Uses of Bacteria in the Environment :
Bacteria feed on dying material and convert it back into basic
substances. This process of decomposition is as significant as
photosynthesis, for without it food chains would cease, and fallen
trees, leaves, and other refuse would simply pile up. Bacteria also
strongly influence the movement of key elements, such as sulfur, iron,
phosphorus, and carbon, around the globe. The weathering of rocks,
which releases elements back into life systems for use, is
substantially enhanced by the breakdown processes of bacteria.
Uses of Bacteria in Sewage Disposal :  The main cleansing agents in
sewage treatment are a variety of specialized bacteria that convert,
mostly through fermentation, the organic materials of sewage into
carbon dioxide, methane, and hydrogen gases. There is a bacterial
species involved with the production of nearly every familiar product.
For example, vinegar, which is used as both a flavor enhancer and an
important food preservative, results from the conversion of ethyl
alcohol to acetic acid by acetic-acid bacteria. Specific enzymes
extracted from bacteria are used in spot removers, meat tenderizers,
laundry starches, and household detergents. Bacteria are now used
throughout the growing biotechnology industry in the development of new
products for medical treatment. Bacteria that can digest petroleum are
even used in oil-spill cleanups.
Nitrogen Fixation :  Biological or industrial process by which
molecular atmospheric nitrogen is converted into a chemical compound
that is essential for plant growth and is also used in industrial
chemical production.
The most widely used and most productive of the soil microorganisms
capable of nitrogen fixation are symbiotic bacteria of the genus
Rhizobium, which colonize and form nodules on the roots of leguminous
plants such as clover, alfalfa, and peas. These bacteria obtain food
from the legume, which in turn is supplied with abundant nitrogen
compounds. Soils are sometimes inoculated with a particular species of
Rhizobium to increase a legume crop, which is often planted to
replenish the nitrogen depleted by other crops.
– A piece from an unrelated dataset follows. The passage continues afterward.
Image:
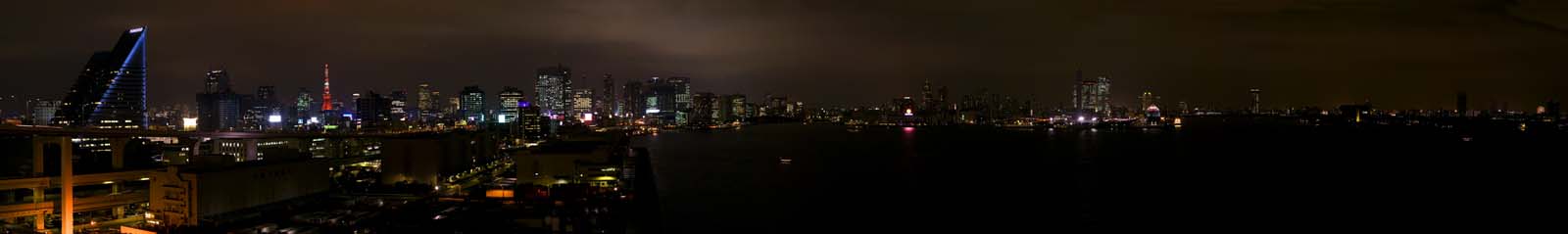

Much smaller amounts of nitrogen are fixed in the soil by nonsymbiotic (free-living) bacteria such as the aerobes, which function in the presence of oxygen, and bacteria of the genera Klebsiella and Bacillus, which function without oxygen. Some forms of cyanobacteria (formerly known as blue-green algae) also fix nitrogen, such as the alga Anabaena, which, in symbiosis with the water fern Azolla pinnata, is said to markedly increase rice yields, as was the case in paddies in the Th‡i B“nh region of northern Vietnam. The need for fixed nitrogen in agriculture today is far greater than can be supplied by natural biological processes, and the production of nitrogen compounds from atmospheric nitrogen is a major chemical industry.